Application
Replication and protein expression in a range of bacterial hosts.
Key Benefits
- Expression vector is engineered for high-copy replication and transcription in a variety of bacteria hosts.
- Vector backbone offers a multicloning site and the versatile Streptococcus feacalis kanamycin resistance gene for selection in gram-negative and grampositive bacteria.
Technical Summary
Many contemporary molecular biological approaches are predicated on the ability to express a foreign protein of interest in a bacterial host. Protein expression, however, must often be screened through several different bacterial hosts to identify one that will fold the protein properly.
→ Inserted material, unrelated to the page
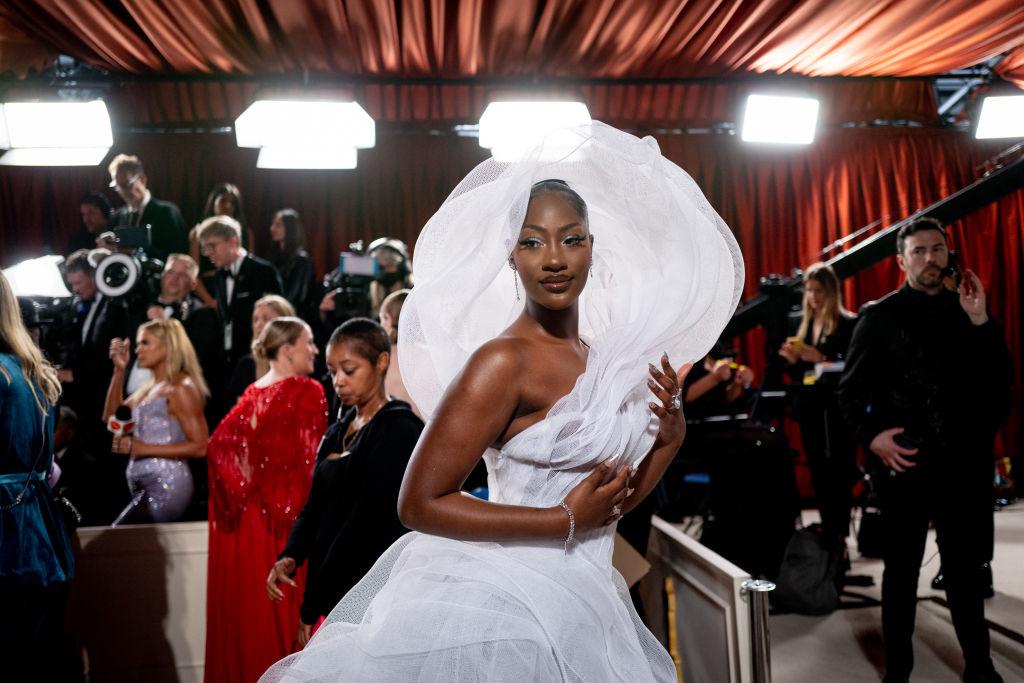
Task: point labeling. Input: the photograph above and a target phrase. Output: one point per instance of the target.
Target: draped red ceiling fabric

Unique origins of replication and cis-acting promoter elements in each host complicate matters, requiring the investigator to invest significant time to transfer the gene-of-interest into in new expression vector for each new host. To address this inadequacy, Emory inventors have developed a single universal vector that can express a protein of interest in a variety of different bacterial hosts. With a modified origin of replication, a broad host promoter, and the kanamycin resistance gene from Streptococcus feacalis the vector can be replicated, transcribed, and selected in range of different gram-negative and gram-positive bacteria. An inexpensive, quick-to-market strategy that includes packaging the universal vector with a series of testable bacterial strains would fill an important need in the basic research community.
Developmental Stage
Proof-of-principle experiments indicate empty vector replicates in Esherichia coli, Borrelia burgdorferi, Acinetobacter baylyi, and Streptococcus pyogenes; and the lacZ reporter gene is expressed in E. coli and A. baylyi, creating blue colonies on media containing X-gal. Other industrial stains are being tested.